Unconstitutional Constitutional Amendments: the Limits of Amendment Power (Oxford University Press, 2017) by Yaniv Roznai
The Constitutionalism and Politics Interdisciplinary Working Group had the pleasure to organize the launching of the book Unconstitutional Constitutional Amendments: the Limits of Amendment Power (Oxford University Press, 2017) by Yaniv Roznai (Assistant Professor, Radzyner Law School Interdisciplinary Center, Israel)
Monday, 6 March 2017 – 3:00-5:00pm, Sala del Camino, Villa Salviati, Via Bolognese 156, 50139 Firenze
Description of the book: “Can constitutional amendments be unconstitutional? The problem of ‘unconstitutional constitutional amendments’ has become one of the most widely debated issues in comparative constitutional theory, constitutional design, and constitutional adjudication. This book describes and analyses the increasing tendency in global constitutionalism to substantively limit formal changes to constitutions. The challenges of constitutional un-amendability to constitutional theory become even more complex when constitutional courts enforce such limitations through substantive judicial review of amendments, often resulting in the declaration that these constitutional amendments are ‘unconstitutional’. Combining historical comparisons, constitutional theory, and a wide comparative study, Yaniv Roznai sets out to explain what the nature of amendment power is, what its limitations are, and what the role of constitutional courts is and should be when enforcing limitations on constitutional amendments.”

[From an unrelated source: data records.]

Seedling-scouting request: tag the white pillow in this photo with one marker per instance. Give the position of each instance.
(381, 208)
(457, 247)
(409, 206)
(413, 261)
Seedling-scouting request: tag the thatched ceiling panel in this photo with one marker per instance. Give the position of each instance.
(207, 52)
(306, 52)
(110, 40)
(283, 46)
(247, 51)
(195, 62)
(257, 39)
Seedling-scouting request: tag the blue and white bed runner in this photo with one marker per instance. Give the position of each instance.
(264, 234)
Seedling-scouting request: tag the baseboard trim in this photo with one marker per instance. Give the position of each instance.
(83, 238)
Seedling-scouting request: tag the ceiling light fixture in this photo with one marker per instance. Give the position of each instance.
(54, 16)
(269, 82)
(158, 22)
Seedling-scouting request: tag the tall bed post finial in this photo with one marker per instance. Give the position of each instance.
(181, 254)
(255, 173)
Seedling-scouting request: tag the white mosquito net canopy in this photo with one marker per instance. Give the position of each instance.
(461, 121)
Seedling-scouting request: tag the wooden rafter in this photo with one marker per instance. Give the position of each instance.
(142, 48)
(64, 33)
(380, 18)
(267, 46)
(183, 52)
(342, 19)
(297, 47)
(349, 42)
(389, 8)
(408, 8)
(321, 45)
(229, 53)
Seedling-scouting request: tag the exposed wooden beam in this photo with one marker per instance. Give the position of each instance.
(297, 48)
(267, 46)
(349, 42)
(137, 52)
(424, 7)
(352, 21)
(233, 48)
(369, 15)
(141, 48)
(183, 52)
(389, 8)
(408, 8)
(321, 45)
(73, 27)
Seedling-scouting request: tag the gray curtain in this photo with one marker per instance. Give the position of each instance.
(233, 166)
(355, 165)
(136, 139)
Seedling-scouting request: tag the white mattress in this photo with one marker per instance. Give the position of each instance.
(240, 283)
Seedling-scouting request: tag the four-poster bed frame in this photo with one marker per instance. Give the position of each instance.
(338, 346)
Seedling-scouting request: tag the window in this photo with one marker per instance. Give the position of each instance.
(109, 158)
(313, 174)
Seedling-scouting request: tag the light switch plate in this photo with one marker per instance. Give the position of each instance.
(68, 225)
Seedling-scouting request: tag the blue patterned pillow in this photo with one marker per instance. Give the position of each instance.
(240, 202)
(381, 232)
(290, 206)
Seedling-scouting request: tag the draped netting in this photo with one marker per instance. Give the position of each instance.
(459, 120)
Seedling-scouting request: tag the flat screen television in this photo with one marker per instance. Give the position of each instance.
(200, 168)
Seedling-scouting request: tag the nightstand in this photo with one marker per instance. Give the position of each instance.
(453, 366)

With the same occassion Tarik Olcay (PhD candidate in Law, University of Glasgow) also presented the paper: The Organic Justification for Constitutional Un-amendability
Abstract: “The organic justification is the most common justification offered for constitutional un-amendability both by constitutional theorists and courts. It holds that in pursuance of preserving the internal harmony of state constitutions, un-amendability of the underlying principles of every constitution is justified (or required), regardless of the substantive content of those principles. This paper argues that the organic justification should be rejected. The paper explains the concept of the organic justification in its different manifestations by looking at Carl Schmitt’s positive concept of the constitution and distinction between the constitution and constitutional laws, and the notions of ‘the material constitution’, ‘pouvoir constituant dérivé’ and ‘constitutional identity’. It then shows how the courts use the organic justification in reviewing constitutional amendments. The paper consequently demonstrates the inherent weakness of the organic justification, by pointing out the sui generis comprehensive nature of state constitutions, the difficulty in identifying the constitutional core, and the questionable democratic character of the constituent power.”
We want to thank everyone who attended this event!